General government debt according to the Maastricht definition
Debt according to the Maastricht definition covers the whole general government as defined in national accounting. Are taken into account the liabilities of central government, miscellaneous central administration bodies, local governments and social securiy funds.
Debt according to the Maastricht definition is a "gross" debt: the financial assets owned by central government are not subtracted.
It is consolidated: are excluded from the debt value any liability of an administration owned by another administration.
It is valuated at nominal value, i.e. at reimbursement value. This nominal value takes into account the valuation related to a change in exchange rates if the debt is libelled in a foreign currency. On the contrary, fluctuation of securities price and accrued interest not due are not included in the valuation. On the other hand, revaluation of the reimbursement value of inflation-indexed bonds (OATi and CADESi) is taken into account every quarter.
Finally, debt according to the Maastricht definition does not include all the financial liabilities. Are excluded derived financial products, accrued interests not due, as well as short term and long term commercial loans and any accounting differences.
A loan or a security is considered as "long term" if its maturity at the time of issue (and not the time remaining until the reimbursement date) exceeds one year.
Net general government debt and other liquid assets owned by general government
The (gross) debt according to the Maastricht definition, reflects only partly the general government financial situation. To provide a clearer insight into this situation and into the sustainability of public finances, the public notified debt, which represents liabilities, can be set against some financial assets held by general government.
Among these assets, of course figure cash and short term investments, the management of which is intrisically linked to that of the debt. To ensure symmetry with the scope of gross notified debt, are also considered payable assets as loans and negotiable debt securities owned by private economic agents. These financial instruments are valued at their nominal value, like debt according to the Maastricht definition.

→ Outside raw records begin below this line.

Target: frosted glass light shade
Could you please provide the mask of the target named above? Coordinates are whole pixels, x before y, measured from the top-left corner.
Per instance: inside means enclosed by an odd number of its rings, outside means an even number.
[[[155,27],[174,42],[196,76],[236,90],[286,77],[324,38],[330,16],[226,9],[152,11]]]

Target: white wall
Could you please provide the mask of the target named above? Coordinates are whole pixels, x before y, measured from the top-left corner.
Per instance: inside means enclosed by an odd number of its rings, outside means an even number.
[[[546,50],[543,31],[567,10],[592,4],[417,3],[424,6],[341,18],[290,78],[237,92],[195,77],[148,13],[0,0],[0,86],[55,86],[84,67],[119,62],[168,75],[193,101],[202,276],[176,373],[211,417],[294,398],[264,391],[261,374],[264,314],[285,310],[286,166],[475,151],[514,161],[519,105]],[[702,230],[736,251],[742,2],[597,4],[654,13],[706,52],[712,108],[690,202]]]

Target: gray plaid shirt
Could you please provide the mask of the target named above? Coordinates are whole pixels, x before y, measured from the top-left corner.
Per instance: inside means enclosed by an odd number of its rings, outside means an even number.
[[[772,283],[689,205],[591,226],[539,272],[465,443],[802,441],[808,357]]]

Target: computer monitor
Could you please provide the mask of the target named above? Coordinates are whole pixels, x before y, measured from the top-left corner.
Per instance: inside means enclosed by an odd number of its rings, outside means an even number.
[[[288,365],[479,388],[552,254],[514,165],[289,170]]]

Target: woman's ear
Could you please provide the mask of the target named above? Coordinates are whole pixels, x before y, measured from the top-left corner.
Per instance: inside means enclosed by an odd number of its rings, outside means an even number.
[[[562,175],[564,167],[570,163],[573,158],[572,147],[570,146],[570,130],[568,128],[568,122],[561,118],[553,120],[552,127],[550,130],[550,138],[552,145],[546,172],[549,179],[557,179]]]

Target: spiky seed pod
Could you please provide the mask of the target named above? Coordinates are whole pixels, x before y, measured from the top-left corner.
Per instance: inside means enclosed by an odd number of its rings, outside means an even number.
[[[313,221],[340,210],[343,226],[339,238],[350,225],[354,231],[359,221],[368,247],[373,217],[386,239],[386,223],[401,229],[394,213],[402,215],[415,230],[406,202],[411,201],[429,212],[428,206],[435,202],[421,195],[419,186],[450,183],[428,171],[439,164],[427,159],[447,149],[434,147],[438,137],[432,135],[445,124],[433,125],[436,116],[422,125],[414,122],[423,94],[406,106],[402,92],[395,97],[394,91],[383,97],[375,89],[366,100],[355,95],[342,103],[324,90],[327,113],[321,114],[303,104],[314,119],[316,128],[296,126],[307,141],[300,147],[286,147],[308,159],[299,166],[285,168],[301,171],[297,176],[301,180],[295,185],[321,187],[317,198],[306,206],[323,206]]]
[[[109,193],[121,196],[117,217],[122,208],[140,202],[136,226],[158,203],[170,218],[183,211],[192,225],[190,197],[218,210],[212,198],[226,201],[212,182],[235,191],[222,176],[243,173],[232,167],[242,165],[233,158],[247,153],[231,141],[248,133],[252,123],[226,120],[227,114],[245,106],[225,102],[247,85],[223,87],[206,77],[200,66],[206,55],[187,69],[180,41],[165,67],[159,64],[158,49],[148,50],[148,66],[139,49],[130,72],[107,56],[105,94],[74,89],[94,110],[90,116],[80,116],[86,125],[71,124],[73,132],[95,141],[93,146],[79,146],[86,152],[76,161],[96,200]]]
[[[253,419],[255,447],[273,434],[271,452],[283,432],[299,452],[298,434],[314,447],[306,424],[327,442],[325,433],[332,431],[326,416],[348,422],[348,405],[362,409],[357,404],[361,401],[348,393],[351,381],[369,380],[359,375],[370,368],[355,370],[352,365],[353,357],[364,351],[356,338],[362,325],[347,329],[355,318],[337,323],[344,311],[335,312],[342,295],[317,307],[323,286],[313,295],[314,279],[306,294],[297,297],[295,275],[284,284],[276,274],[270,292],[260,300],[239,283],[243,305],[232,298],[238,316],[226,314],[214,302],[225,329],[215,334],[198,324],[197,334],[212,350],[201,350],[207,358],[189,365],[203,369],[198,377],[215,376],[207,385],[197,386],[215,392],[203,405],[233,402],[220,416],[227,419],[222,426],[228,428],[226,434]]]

Thus, from debt according to the Maastricht definition, a « net public debt » is constructed by subtracting the deposits (cash), credits and negotiable debt securities (at their nominal value) held by central government entities on other economic agents.
For general government sub-sectors, net debt is constructed in the same way, by subtracting from their contribution to gross public debt the same categories of assets (except assets held on other general government sub-sectors).
Otherwise, general government also owns other liquid financial assets, which are not subtracted from the gross notified debt and thus do not enter the "net public debt" perimeter. They correspond to shares of quoted corporations and to shares of collective investment organizations (OPC). The value of these assets is naturally more volatile, because it depends a lot on stock markets evolution.
Public deficit public according to the Maastricht definition
Public deficit according to the Maastricht definition corresponds to the net borrowing need (B9NF) of general government. It is the balance of general government capital account. It measures the difference between all the current expenditure, non-financial investment expenditure and capital transfers on the one hand, and all the non-financial resources on the other hand.
Public deficit is often presented in points of GDP (ratio, expressed as a percentage, between borrowing need and gross domestic product).